RE: Inconsistent results while running jobs with other app on background

[Date Prev][Date Next][Thread Prev][Thread Next][Date Index][Thread Index]

 



Hi Pedro, you don't mention the kernel and how you test, but simplifying things , making sure you stay on the exact NUMA node, and using the most current / compile on your own machine fio. 

Below are some methods to understand a single thread simple QD1 test ... you might want to apply some of these practices?

This is going public pretty soon.

Steps to improving performance of Intel SSDs on Linux OS
Step 1: Put your CPU’s in performance mode
#   echo "performance" | tee /sys/devices/system/cpu/cpu*/cpufreq/scaling_governor
Ensure the cpu scaling governor is in performance mode by checking the following you will see the setting from each processor (vcpu). 
# cat /sys/devices/system/cpu/cpu*/cpufreq/scaling_governor
You should see performance as the return of this command.
Don’t forget to make this setting persistent between reboots by changing your Linux restart configuration (ie. rc).
Step 2: Disable IRQ balance (only in older than Linux 4.8 kernel versions)
In kernels before version 4.8 the irq balancing was not managed efficiently as it is now by the in-box Linux nvme driver.
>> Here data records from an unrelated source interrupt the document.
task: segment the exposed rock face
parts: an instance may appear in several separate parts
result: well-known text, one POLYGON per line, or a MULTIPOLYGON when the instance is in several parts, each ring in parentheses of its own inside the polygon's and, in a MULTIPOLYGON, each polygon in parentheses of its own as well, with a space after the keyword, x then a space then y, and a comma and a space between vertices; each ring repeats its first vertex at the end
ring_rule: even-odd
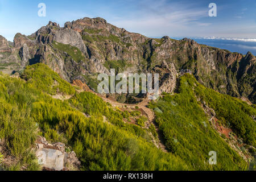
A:
POLYGON ((20 48, 19 53, 22 57, 21 67, 24 68, 30 59, 29 49, 26 44, 24 44, 20 48))
POLYGON ((172 92, 176 86, 177 75, 174 64, 171 63, 169 66, 163 61, 160 67, 156 67, 153 70, 160 75, 159 94, 172 92))
MULTIPOLYGON (((6 45, 6 42, 2 42, 6 45)), ((15 48, 20 49, 24 44, 29 49, 30 64, 46 64, 71 82, 76 79, 88 82, 88 76, 109 74, 110 68, 125 73, 153 73, 158 69, 163 73, 161 90, 172 92, 175 69, 179 72, 182 69, 189 70, 207 87, 255 102, 255 58, 250 53, 245 56, 200 45, 187 38, 151 39, 129 32, 100 18, 67 22, 63 28, 50 22, 29 36, 17 34, 15 48), (72 52, 56 46, 55 42, 78 48, 81 56, 76 51, 72 52), (165 67, 164 61, 171 71, 165 67)), ((11 56, 15 53, 12 52, 11 56)), ((5 57, 7 60, 10 59, 5 57)), ((23 56, 15 62, 23 65, 23 56)))
POLYGON ((76 47, 87 57, 89 56, 82 37, 77 31, 70 28, 60 30, 55 34, 53 40, 64 44, 69 44, 76 47))
POLYGON ((34 42, 28 38, 26 35, 18 33, 15 35, 14 39, 14 47, 15 48, 20 48, 24 44, 27 46, 31 47, 35 45, 34 42))
POLYGON ((67 170, 71 167, 71 169, 77 169, 80 165, 74 151, 65 152, 64 144, 59 142, 51 144, 42 136, 36 140, 36 155, 39 164, 46 169, 67 170))
POLYGON ((6 38, 0 35, 0 50, 6 50, 10 48, 8 42, 6 38))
So if you are on older kernels than 4.8, please turn off the irqbalance service and run a short script (below) to balance your irq’s to allow for the best io processing possible. Here are the steps on how to do this between Ubuntu and CentOS.
Set ‘Enabled’ to “0” in /etc/default/irqbalance on Ubuntu. As shown here, you can disable the service with the following command on CentOS:
# systemctl disable –now irqbalance
In CentOS, you can use these steps to stop or make it permanent between reboots.
#systemctl stop irqbalance
#systemctl status irqbalance
It should show Active: inactive (dead) on the third line.
Now to make this permanent.
# chkconfig irqbalance off
# chkconfig irqbalance
It will show “disabled”.
Here is a bash script to set SMP affinity if you wish to do that, but this is only needed on kernels prior to kernel 4.8.
#!/bin/bash
folders=/proc/irq/*;
for folder in $folders; do
files=”$folder/*”;
for file in $files; do
if [[ $file == *”nvme”* ]]; then
echo $file;
contents=`cat $folder/affinity_hint`;
echo $contents > $folder/smp_affinity;
cat $folder/smp_affinity;
fi
done
done
Step 3: Enabling polling or poll queues in your Linux in-box nvme driver
Since Linux 4.20 there were optimizations to the nvme driver to allow for a new parameter that governs polling. Polling should not involve interrupts of any kind, and changes were needed by the nvme driver developers to allow for this improvement. This brought the advent of poll queues which are now available since 4.20 and beyond.  
To affect nvme to run with poll queues you should load the driver with the parameter. You want to setup poll queues equal to the number of virtual cores in your system.
My example is:
To enable polling mode by device (before kernel 4.20) -

# echo 1 > /sys/block/nvme0n1/queue/io_poll
To enable poll_queues in the nvme driver system wide (since kernel 4.20)- 
# modprobe -r nvme && modprobe nvme poll_queues=4
The above is for a quick system test, if you want to enable it on boot, or if you are booting from an NVMe drive don’t use the above, use this method.
# more /etc/modprobe.d/nvme.conf
options nvme poll_queues=4
You now need to rebuild initramfs so the parameter is in the module parameter is picked up. Here are commands, first backup the image, and then rebuild it.
# cp /boot/initramfs-$(uname -r).img /boot/initramfs-$(uname -r).img.$(date +%m-%d-%H%M%S).bak
# dracut --force
Now reboot your system and check your work… 
# systool -vm nvme
You should set that poll_queues is set to your desired setting, and no longer 0.
poll_queues         = "4"
You can also setup Grub2 to add this kernel option by following instruction in the CentOS wiki for CentOS 7. https://wiki.centos.org/HowTos/Grub2
Step 4: Choose appropriate fio ioengine, and I/O polling mode
Now to check the configuration of the system you built. The most critical performance will show itself at QD1 (queue depth 1) with just 1 worker thread. You can run this with any number of ioengines, but recommended is pvsync2 or io_uring in hipri mode. Here are the requirements:
•	Polling mode per device requires Linux kernel 4.8 or newer. 
•	Poll queues require Linux kernel 4.20 or newer.
•	io_uring requires Linux kernel 5.0 or newer.  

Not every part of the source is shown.